Ahora comprueba mis órganos sexuales. Si ellos hablasen, cuando podrían contar sobre mi vida, pero poco pueden decir sobre mi final.
¿Se puede saber en qué momento se centrará en lo que cuenta en verdad? Cualquiera puede afirmar cual fue la causa de mi fallecimiento. No veo a que viene tanto corte, tanto peso, tanta investigación.
Creo que ha llegado el momento, ahora se ha colocado detrás de mi cabeza sujetando con una mano un bisturí. Una certera incisión ha separado mi piel de mi cerebro. Ahora agarra una sierra circular. Espero que tenga cuidado y no destroce la bala. Me gustaría guardármela de recuerdo. Está cortando el cráneo, empezando por la parte frontal y continuando hacia la derecha, detrás, izquierda hasta completar el círculo. Ya tiene campo libre para extraer mi cerebro. Interesante órgano. ¿En qué parte estará arrojada mi amiga?
Incisión en mi cerebro, extracción de la bala. Asunto resuelto. Ya puedes dejar mi cuerpo en paz. Nada más hay que ver.
La bala es depositada en un sobre y este dejado sobre una cubeta. Adiós, mi amiga viajará de mano en mano, lista para ayudar a encontrar a mi asesino. Lo que soy yo, poco viajaré ya.
Desconozco el tiempo transcurrido. Para mí, ese concepto ya no existe. Calienta el sol mientras los operarios levantan mi ataúd hasta el cuarto piso. Pocas personas han acudido a mi entierro. No se lo tengo en cuenta. Yo hubiese hecho lo mismo.
Pero mi madre y mi hermana si están presentes. ¿Cómo podrían haber faltado? Ahora vivirán tranquilas. Me gustaría decírselo. Que no sufran por mí, nunca merecí sus lágrimas y ahora menos que nunca.
Lo que no sé es quien es esa mujer que desde la distancia observa mi entierro. No está visitando otra tumba pues su atención no se aparta de la escena en la que soy el protagonista.

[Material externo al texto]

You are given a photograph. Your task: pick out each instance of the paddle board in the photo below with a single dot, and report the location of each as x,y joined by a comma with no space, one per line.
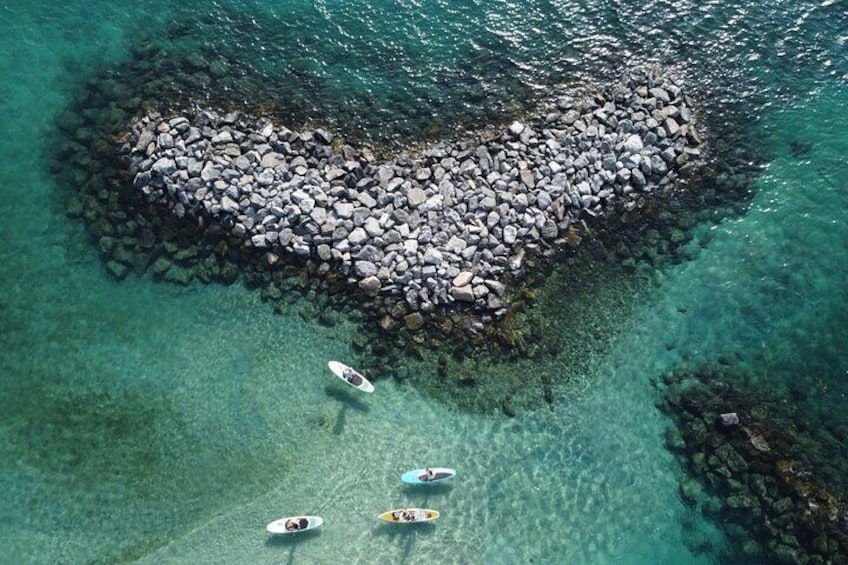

Ahora, se está acercando levemente. ¿Qué es ese aroma? ¿A qué huele? Rosas y malvavisco. El mismo olor que percibí en aquel callejón. ¿Cómo no lo he recordado antes? ¿Quién es ella? Sus ojos están empañados en lágrimas, sus manos cogen los de mi madre y ella la mira a los ojos, sin apartar la mirada, sin preguntas. Se conocen, pero yo no sé quién es. ¿Quién puede consolar a mi familia?
Los técnicos han colocado ya mi ataúd, solamente les queda sellar mi tumba con cemento.
Me cuesta pensar, mis pensamientos son más lentos de lo habitual, me siento desfallecer. Pronto desapareceré, con la última luz que penetre en mi tumba. Y ahora ese aroma a rosas y malvavisco vuelve a golpearme. Ella mira hacia delante, nuestras miradas se han cruzado; pero ella no puede verme ya mientras que yo veo a la persona que me mató. La última mirada antes de desvanecerme por siempre jamás.